The software BrainConnect constitutes of four modules: single-neuron data processing, connectivity path construction, rAAV/AAV fluorescence data processing, and connectivity strength prediction from spatial transcriptomics (Fig. 1). The single-neuron images derived from fMOST were stored in Raw SWC file, containing 3D coordinate information of neurons. This direct coordinate data format was mainly used for neuronal morphological analysis in existing studies, but it lacked the direct cross-region projection information. To solve this problem, we parsed the SWC file data to reconstruct the complete spatial morphology of neurons, traced their complete cross-region paths starting from the soma location (start brain region), and output the structured data suitable for integrative analysis (Fig. 1A). Next, we integrated all single-neuron paths to statistically sort the brain connectivity paths between the same start and end brain regions by using the reference CCF brain regions. Due to the projection complexity, there exist different paths between the start and end brain regions. However, we found that the majority of neurons with same start and end regions belonged to the same connectivity path. Then we constructed the maximum-probability connectivity path, defined as averaged major path in this work (Fig. 1B). As for the rAAV/AAV fluorescence data provided by the Allen Brain Atlas, we established an efficient and convenient data acquisition interface by organizing download links in our software and developed a pipeline to integrate the fluorescence data and single-neuron images to generate connectivity paths and strengths by using the reference CCF brain regions (Fig. 1C). Finally, we developed a framework to predict connectivity strength from spatial transcriptomics, and we also provided the interface to select the important gene expressions which might be involved in establishing, maintaining or regulating brain connectivity (Fig. 1D). We next described the detailed implementations and evaluations in following subsections.

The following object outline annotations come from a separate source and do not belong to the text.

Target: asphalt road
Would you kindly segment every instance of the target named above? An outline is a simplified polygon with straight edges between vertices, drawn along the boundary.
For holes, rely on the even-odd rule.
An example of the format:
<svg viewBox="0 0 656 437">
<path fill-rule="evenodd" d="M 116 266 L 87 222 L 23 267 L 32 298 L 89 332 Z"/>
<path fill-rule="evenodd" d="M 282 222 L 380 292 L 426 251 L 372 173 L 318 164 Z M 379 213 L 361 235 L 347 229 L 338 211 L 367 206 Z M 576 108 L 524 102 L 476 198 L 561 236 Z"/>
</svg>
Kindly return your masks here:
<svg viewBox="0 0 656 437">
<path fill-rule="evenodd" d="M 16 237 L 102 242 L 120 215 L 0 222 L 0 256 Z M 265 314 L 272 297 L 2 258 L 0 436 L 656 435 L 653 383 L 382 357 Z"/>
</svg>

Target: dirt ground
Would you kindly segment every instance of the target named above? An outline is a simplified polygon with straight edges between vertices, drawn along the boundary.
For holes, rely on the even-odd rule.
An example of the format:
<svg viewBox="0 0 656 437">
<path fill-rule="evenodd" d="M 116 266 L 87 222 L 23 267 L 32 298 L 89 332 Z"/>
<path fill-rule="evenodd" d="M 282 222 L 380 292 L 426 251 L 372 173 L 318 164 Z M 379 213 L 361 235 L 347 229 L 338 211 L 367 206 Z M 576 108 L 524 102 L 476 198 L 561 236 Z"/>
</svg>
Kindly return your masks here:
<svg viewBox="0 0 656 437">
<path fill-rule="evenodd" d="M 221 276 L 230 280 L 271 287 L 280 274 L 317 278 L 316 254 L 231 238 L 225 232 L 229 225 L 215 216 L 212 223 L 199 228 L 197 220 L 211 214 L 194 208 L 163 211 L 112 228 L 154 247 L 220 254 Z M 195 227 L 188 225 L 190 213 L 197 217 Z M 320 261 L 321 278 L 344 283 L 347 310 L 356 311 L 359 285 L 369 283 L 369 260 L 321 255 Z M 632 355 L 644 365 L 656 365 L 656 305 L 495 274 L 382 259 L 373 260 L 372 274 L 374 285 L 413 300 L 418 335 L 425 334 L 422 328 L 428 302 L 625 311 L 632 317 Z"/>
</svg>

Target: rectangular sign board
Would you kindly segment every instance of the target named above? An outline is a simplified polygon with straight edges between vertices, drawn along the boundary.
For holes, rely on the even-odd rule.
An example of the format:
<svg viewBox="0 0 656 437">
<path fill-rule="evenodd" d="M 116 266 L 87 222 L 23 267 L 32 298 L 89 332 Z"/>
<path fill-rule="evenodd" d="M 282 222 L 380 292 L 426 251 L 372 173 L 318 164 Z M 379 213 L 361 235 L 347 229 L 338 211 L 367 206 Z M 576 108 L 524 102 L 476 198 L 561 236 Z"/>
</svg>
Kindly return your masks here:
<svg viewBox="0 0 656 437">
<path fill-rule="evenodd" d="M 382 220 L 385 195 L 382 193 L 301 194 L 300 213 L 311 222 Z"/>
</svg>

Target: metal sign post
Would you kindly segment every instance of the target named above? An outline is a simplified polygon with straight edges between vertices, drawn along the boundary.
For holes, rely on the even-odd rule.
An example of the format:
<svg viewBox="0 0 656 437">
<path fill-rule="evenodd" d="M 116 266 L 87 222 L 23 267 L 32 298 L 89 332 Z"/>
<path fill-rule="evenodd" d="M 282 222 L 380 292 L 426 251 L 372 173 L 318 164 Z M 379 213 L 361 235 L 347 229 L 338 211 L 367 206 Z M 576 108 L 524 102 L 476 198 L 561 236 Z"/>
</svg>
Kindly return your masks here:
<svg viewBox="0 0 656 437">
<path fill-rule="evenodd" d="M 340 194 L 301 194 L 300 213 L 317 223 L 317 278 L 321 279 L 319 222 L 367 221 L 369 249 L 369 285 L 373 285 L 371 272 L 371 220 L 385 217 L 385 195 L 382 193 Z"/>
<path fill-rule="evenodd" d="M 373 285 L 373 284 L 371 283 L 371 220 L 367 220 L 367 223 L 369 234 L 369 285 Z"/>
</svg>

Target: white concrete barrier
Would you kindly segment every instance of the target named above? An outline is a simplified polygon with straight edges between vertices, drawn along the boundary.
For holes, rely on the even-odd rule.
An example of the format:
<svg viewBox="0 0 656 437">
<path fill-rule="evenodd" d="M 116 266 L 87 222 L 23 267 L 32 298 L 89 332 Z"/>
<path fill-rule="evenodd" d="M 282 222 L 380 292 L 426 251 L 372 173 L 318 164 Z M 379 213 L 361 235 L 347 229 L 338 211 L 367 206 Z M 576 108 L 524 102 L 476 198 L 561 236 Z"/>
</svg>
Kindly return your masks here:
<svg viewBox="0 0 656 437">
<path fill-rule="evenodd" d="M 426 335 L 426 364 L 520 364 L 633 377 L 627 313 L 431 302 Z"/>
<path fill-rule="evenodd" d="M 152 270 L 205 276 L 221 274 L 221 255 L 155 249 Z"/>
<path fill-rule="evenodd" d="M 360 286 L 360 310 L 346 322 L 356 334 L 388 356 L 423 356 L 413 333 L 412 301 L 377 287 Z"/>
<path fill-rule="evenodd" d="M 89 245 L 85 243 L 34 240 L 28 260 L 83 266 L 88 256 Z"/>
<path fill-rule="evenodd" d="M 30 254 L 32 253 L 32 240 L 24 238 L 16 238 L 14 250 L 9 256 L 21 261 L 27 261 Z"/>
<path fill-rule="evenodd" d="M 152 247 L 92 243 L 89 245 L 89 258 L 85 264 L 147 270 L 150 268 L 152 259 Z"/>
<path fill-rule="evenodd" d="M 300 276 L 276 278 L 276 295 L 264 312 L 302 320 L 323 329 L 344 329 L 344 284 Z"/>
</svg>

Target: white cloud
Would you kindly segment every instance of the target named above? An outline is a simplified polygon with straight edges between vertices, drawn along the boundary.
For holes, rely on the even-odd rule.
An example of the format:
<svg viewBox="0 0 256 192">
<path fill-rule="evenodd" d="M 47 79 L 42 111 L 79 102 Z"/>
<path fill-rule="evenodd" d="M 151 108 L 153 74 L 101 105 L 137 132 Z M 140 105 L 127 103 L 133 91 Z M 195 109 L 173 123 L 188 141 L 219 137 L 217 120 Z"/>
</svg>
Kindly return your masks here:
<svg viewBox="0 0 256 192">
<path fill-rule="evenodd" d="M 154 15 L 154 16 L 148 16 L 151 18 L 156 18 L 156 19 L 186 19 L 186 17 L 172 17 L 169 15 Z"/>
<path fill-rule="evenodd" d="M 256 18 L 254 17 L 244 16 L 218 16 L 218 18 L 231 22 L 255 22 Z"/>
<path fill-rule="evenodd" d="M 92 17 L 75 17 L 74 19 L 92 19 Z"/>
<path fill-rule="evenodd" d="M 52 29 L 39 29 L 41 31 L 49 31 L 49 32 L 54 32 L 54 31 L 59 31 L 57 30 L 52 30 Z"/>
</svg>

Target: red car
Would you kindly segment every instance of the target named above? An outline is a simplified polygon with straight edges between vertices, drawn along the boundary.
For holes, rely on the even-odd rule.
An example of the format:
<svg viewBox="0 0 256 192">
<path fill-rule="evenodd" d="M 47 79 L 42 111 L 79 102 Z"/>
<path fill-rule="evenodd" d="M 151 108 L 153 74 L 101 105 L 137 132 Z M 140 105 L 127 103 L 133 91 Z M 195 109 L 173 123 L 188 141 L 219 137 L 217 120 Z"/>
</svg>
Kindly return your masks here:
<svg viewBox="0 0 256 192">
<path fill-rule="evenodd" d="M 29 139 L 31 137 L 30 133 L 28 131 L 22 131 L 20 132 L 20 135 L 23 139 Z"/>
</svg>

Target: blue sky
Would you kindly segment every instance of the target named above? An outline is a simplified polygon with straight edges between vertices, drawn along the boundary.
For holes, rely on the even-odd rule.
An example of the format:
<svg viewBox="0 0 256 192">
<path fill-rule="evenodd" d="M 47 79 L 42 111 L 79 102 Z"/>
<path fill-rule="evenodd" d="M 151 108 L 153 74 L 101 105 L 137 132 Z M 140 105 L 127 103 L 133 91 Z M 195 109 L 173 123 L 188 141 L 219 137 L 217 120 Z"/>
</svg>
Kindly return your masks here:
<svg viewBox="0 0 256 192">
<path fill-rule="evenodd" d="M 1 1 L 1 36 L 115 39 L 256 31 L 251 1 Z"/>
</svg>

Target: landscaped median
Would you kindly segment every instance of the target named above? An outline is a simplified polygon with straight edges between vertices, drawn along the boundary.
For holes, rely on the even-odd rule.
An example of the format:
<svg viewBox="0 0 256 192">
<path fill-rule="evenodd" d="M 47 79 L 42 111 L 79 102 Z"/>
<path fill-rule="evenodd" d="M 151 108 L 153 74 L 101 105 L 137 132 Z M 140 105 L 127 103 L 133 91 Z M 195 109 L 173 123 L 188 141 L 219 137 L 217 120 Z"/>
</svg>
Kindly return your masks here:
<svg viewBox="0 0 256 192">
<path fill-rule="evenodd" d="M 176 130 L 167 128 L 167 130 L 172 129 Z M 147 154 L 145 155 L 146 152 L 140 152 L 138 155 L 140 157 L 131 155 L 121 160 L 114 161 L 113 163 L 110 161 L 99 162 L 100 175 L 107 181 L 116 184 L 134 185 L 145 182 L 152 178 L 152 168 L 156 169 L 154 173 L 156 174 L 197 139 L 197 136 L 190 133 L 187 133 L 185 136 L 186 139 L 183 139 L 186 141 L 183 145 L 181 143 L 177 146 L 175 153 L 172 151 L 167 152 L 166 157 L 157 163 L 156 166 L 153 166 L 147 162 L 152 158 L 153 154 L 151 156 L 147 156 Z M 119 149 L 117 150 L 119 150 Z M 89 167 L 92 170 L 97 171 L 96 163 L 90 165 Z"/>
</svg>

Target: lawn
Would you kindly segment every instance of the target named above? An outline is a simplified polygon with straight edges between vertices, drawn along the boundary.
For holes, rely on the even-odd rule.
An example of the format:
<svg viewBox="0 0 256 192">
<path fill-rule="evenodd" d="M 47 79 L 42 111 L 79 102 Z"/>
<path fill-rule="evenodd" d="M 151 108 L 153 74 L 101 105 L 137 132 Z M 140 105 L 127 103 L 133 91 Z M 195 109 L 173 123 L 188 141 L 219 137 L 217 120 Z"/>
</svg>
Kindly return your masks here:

Software modules. (A) Single neuron data processing. The software reconstructs and transforms single-neuron morphological data into path-based representations which are subsequently annotated using the Allen brain CCF to generate connectivity paths. (B) Connectivity path construction. By analyzing the path with same start and end brain regions, the software sorts the averaged major paths that capture the common features of single-neuron path population. (C) Connectivity strength integration. The software processes rAAV/AAV fluorescence from the Allen Brain Atlas to generate connectivity strength and then combines strength data with averaged major path derived from single neurons. (D) Connectivity strength prediction. The spatial transcriptomics data are processed to the regional gene expression matrix under the Allen brain CCF, and LSTM is used to predict connectivity strength between start and end brain regions by using spatial transcriptomics.

3.2 Connectivity path and strength construction

The high-resolution imaging and viral tracing methods provide connectivity data at different scales (Kuan et al. 2015, Liu et al. 2025). The single-neuron images provide path information for each neuron, including the soma and axonal terminal, but there are no direct connectivity strengths for these neurons. By contrast, the viral tracing data provides connectivity strengths between injection sites and remaining regions, but without connectivity path information. Currently, there is no method to combine these two kinds of data for connectivity analysis. In this work, we integrated the single-neuron images obtained through fMOST and brain projections labeled with rAAV/AAV fluorescence to construct mouse brain connectivity with both path and strength information (Fig. 2).

Connectivity path and strength integration. (A) Illustration of major connectivity path generation. The top subpanel presents single-neuron imaging data and Allen mouse CCF coordinates with 25-micron resolution. The bottom subpanel depicts the averaged major path from CA1 to AON sorted from single neuron paths. (B) Integration of connectivity path and strength. The projection strength derived from rAAV/AAV fluorescence were integrated with the depicted path under CCF coordinate. (C) Statistical analysis of averaged major paths from start to end brain regions derived from all single-neuron paths.

Specifically, by tracing the morphological information of single-neuron image, we registered each neuron into the 25-µm CCF brain regions to generate the sequential brain regions that the single neuron passed through (Wang et al. 2020), i.e. the connectivity paths of individual neuron (Fig. 1, available as supplementary data at Bioinformatics online). Since the neurons with same start and end brain regions can pass through different intermediate brain regions, we used the frequency-based greedy method to identify the averaged major path between start and end brain regions. First, we grouped the neurons sharing the identical start-end pairs. For each start-end pair, we calculated the occurrence frequency of all directed connectivity nodes, sorted them in descending order, and then sequentially added connectivity nodes in frequency-decreasing order. This process terminated when a path from start region to end region first appeared in the graph, which was used to define the averaged major path for the selected start-end pair (Fig. 2A). Meanwhile, we calculated the connectivity strengths at the 25-µm resolution by using the brain rAAV/AAV fluorescence data and then registered these strengths into the same CCF brain regions (Fig. 2B). In this way, we combined the connectivity path and strength with the same start and end brain regions (Fig. 2C).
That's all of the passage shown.